One of Erikson Institute’s founders reflects on the legacy of a landmark early learning study
In the 1980s, Barbara Bowman, one of the founders of Erikson Institute, was part of discussions around how to disseminate the findings of a landmark early childhood research study. Recently, she took part in a conversation to reflect on the study’s legacy.
“HighScope Educational Research Foundation’s Perry Preschool Study demonstrated conclusively that the life of a child from a low-income family could be dramatically changed through a high-quality preschool environment,” Bowman said. “However, although we have demonstrated that it is possible to change outcomes, the challenge is to find ways to consistently change it for all children.”
Bowman gathered with other early childhood leaders in May at the 2016 HighScope International Conference in Detroit, where she was part of a luncheon keynote conversation that examined the history of early education and how it can serve children and families moving forward. The discussion focused on the impact of HighScope’s Perry Preschool Study and included Evelyn Moore, a special education teacher who was part of the research.
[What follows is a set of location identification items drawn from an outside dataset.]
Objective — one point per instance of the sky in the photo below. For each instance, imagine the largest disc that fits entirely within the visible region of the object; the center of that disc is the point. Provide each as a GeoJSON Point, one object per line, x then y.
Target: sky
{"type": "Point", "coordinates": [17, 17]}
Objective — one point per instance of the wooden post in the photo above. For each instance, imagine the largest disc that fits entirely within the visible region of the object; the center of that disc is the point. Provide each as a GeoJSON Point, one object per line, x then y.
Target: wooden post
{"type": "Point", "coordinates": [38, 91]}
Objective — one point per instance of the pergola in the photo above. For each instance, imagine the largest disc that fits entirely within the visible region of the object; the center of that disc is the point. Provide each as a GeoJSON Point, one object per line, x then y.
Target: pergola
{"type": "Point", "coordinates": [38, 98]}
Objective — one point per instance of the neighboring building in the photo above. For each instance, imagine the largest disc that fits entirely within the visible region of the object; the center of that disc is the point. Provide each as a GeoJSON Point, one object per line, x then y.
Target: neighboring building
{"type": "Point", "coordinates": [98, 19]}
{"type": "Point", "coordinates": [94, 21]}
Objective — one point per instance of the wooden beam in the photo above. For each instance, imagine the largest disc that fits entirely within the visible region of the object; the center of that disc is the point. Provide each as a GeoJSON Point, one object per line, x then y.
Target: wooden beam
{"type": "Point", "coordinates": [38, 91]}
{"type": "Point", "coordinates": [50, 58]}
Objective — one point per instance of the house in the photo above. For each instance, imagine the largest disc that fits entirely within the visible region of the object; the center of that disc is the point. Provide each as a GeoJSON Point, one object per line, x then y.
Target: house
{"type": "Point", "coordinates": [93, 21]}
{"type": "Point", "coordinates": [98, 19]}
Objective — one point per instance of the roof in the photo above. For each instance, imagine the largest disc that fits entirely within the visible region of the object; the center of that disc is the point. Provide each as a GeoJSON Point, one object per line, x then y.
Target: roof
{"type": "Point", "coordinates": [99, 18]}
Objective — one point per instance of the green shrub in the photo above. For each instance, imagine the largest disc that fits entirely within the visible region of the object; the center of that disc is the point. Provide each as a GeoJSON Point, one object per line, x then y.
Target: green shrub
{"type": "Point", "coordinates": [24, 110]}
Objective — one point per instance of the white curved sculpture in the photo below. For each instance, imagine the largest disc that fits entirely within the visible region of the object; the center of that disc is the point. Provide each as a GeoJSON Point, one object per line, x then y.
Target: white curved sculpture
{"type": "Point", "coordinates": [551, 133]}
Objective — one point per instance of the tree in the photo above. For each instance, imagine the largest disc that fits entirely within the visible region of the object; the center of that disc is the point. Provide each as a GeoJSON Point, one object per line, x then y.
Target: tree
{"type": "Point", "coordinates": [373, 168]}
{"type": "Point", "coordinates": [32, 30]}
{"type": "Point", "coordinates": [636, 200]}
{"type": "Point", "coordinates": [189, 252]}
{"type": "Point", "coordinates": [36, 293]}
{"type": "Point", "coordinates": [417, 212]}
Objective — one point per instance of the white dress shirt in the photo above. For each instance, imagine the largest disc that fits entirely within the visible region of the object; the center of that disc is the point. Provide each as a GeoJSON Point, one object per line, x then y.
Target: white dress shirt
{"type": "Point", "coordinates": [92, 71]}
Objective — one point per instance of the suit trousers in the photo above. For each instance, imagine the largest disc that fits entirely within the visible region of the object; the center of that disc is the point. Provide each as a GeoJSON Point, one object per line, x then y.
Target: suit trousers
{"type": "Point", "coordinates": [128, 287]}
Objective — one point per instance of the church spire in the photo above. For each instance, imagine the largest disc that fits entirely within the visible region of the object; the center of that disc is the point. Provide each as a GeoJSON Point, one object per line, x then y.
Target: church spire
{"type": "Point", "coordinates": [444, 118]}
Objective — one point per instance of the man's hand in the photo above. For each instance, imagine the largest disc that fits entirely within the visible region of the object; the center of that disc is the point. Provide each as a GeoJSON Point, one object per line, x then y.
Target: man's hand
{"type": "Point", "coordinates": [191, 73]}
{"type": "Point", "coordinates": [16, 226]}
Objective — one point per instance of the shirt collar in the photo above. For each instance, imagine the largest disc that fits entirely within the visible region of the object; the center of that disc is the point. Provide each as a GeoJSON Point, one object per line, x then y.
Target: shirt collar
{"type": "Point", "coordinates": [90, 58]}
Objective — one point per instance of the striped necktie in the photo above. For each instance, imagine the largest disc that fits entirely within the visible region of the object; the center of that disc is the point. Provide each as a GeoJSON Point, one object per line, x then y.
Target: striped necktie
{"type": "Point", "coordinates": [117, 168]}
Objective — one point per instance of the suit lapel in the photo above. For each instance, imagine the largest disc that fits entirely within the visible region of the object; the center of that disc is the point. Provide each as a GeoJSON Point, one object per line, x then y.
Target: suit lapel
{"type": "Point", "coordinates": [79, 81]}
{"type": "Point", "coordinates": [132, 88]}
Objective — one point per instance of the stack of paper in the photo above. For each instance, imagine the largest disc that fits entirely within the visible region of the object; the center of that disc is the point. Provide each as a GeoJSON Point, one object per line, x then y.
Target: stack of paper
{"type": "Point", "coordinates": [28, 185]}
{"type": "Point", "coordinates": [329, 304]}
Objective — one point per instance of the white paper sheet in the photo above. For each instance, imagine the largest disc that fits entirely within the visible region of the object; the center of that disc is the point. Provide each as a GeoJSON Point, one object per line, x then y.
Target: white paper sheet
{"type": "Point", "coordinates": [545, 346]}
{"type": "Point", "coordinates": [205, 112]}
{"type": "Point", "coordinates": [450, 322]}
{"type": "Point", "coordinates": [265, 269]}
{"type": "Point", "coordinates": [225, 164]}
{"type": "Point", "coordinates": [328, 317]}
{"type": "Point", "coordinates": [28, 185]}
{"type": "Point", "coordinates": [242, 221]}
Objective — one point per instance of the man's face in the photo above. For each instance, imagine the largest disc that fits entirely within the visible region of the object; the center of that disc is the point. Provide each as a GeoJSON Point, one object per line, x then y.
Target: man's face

At the time the research was released, the extent of the impact was eye-opening to professionals in the field and surprising to the general public, Bowman said. In the 1960s, the HighScope researchers examined two groups of poor children who were at-risk for school success: One that was enrolled in a high-quality preschool program based on HighScope curriculum and another that was not enrolled in a program. As the children grew into adolescents, researchers saw remarkable differences. The children who were enrolled in the program were less likely to be placed in special education or be involved with the juvenile justice system. The children in the program also received higher grades in school.
In the 1980s, Bowman and fellow Erikson founder Irving B. Harris joined a discussion at HighScope about disseminating the findings to policy makers and early childhood advocates to encourage the development of more preschool programs like the Perry Preschool Project.
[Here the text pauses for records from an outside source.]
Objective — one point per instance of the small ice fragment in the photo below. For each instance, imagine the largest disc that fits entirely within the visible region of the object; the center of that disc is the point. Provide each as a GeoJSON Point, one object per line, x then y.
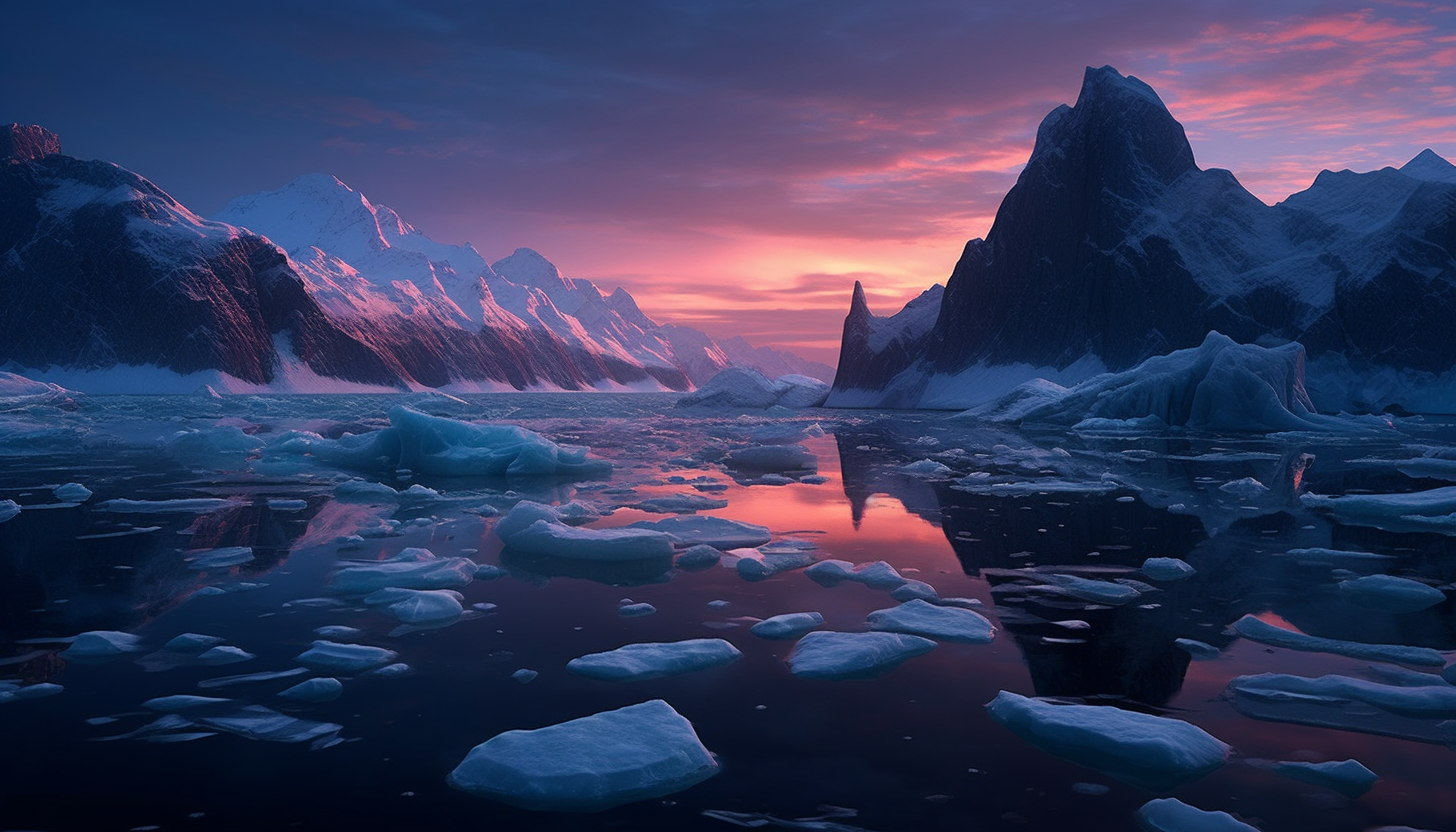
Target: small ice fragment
{"type": "Point", "coordinates": [918, 617]}
{"type": "Point", "coordinates": [1391, 593]}
{"type": "Point", "coordinates": [650, 660]}
{"type": "Point", "coordinates": [319, 689]}
{"type": "Point", "coordinates": [1200, 650]}
{"type": "Point", "coordinates": [335, 657]}
{"type": "Point", "coordinates": [1140, 749]}
{"type": "Point", "coordinates": [786, 625]}
{"type": "Point", "coordinates": [72, 493]}
{"type": "Point", "coordinates": [1172, 815]}
{"type": "Point", "coordinates": [590, 764]}
{"type": "Point", "coordinates": [853, 654]}
{"type": "Point", "coordinates": [1166, 568]}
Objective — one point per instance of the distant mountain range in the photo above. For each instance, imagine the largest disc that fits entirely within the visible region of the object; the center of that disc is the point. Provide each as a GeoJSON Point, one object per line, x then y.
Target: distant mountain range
{"type": "Point", "coordinates": [1114, 246]}
{"type": "Point", "coordinates": [108, 283]}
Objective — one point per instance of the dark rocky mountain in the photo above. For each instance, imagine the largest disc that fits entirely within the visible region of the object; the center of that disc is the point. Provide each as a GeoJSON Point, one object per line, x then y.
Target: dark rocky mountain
{"type": "Point", "coordinates": [1114, 246]}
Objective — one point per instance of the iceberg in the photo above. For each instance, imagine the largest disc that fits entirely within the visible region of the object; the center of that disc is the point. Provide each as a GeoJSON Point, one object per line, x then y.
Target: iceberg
{"type": "Point", "coordinates": [1171, 815]}
{"type": "Point", "coordinates": [1255, 630]}
{"type": "Point", "coordinates": [1139, 749]}
{"type": "Point", "coordinates": [590, 764]}
{"type": "Point", "coordinates": [740, 388]}
{"type": "Point", "coordinates": [650, 660]}
{"type": "Point", "coordinates": [786, 625]}
{"type": "Point", "coordinates": [1391, 593]}
{"type": "Point", "coordinates": [717, 532]}
{"type": "Point", "coordinates": [334, 657]}
{"type": "Point", "coordinates": [942, 622]}
{"type": "Point", "coordinates": [853, 654]}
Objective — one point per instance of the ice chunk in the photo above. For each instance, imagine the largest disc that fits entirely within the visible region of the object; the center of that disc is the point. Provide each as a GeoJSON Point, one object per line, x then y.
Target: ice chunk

“At the time, there were criticisms of the HighScope curriculum, because it focused on precursor academic skills rather than encouraging free play,” Bowman said. “Many in the early childhood field did not believe children could or should be focused on school-type learning.” While this disagreement continues to some extent, there is increasingly an agreement that preschool curricula should align more intentionally with kindergarten and beyond, she said.
While some questioned the appropriateness of the curriculum, others questioned whether what children learned as 3-year-olds could change the rest of their lives. By the time Bowman joined the HighScope Board of Directors in 1986, new evidence about the effects of preschool were being reported by other programs as well as HighScope. Twenty years later, the conclusion was firmly backed by solid research: Preschool made a difference.
But not all children have access to programs that offer high-quality curricula, Bowman said. In many programs teachers don’t have the level of training of those in HighScope-based programs, so the same level of benefit can’t be expected. Just because it is possible to change outcomes for kids doesn’t mean it will automatically change by simply enrolling them in a program.
“If we are going to change what happens to children later in life, we better change what we teach in prekindergarten,” Bowman said.